As a nonprofit, the dance studio has a number of areas that can cause stress for the director. First, as a nonprofit, you rely a great deal on funding sources from a wide variety of entities. These sources range from government grants to donations from within the community at large. Depending upon the success of your outreach each year, your ability to run the studio smoothly could be in jeopardy.
As Smith discusses in Raising the barre: The geographic, financial, and economic trends of nonprofit dance companies: A study, another way to fund sources is by utilizing online donations through Crowdfunding or GoFundMe. “You can expand your reach well beyond the local community and get your message out for others to see,” (Smith 23).
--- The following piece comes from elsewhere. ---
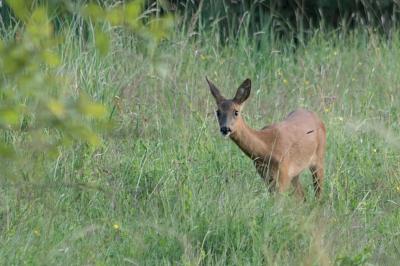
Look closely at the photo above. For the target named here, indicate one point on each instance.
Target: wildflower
(116, 226)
SVRDC uses business advertisements and sponsorships to generate extra money. On their website they have a fundraising page where they have a direct link for donations. They have a site called Goodsearch set up, where you can shop at various stores and part of the proceeds go directly to the nonprofit. SVRDC has its dancers fundraise with a chocolate and charm bracelet fundraiser.
The costs are relatively high for dance nonprofits as you are paying for the performance space/theater, dancers and choreographers just to name a few. Barrio‐Tellado cites Brooks in her journal stating that, “labor costs per product unit continue to rise over time, leading to an inevitable gap with potential revenue and, therefore, to the possible financial collapse of arts companies,” (Barrio‐Tellado). Dance companies tend to go under due to the fact that their revenue does not equal nor exceed their costs. Dance nonprofits tend to have larger costs so making sure revenue is met is crucial. For dance companies this revenue is typically generated through ticket sales and refreshments. I was able to look at numerical data to see the budget of small and large dance companies’ and how they manage their revenue streams through fundraising.
For my portfolio I wanted to take a deeper look into dance organizations specifically in Pennsylvania. This is due to my involvement in the arts in this geography as well as the location of my potential job market. In this dataset I was able to find 27 dance organizations in the state of PA. In figure 4 I included information on the city and name of each organization in order for me to recognize those I have seen perform. Philadelphia has a strong performing arts scene and I was curious to see if the net income of dance organizations in PA are greater in the city compared to the suburb ones. I was correct in this hypothesis as Pennsylvania Ballet located in Philadelphia makes the most net income out of all 27 organizations, representing the maximum value of $1.4 million. The other two dance organizations in Philly made about $300,000 in income which were the next two highest values in my data. Looking at how long these companies have been around, I was intrigued how BalletX, the organization with the second largest net-income value has only been around for eighteen years compared to Pennsylvania Ballet which has been around for 56 years. BalletX is already so successful in less than half the amount of time PA Ballet has been around. I am impressed initially due to the fact that this is a smaller dance company and can attest as a fellow audience member that their work is truly professional and unique.
Smith, T. M., Nichols, B., Ott, J., & Ball, D. (2003). Raising the barre: The geographic, financial, and economic trends of nonprofit dance companies: A study. Washington, D.C.: National Endowment for the Arts.
Barrio‐Tellado, M. J., Herrero‐Prieto, L. C., & Murray, C. (2020). Audience success or art for art’s sake ? Efficiency evaluation of dance companies in the United States. Nonprofit Management and Leadership, 31(1), 129-152. doi:10.1002/nml.21411.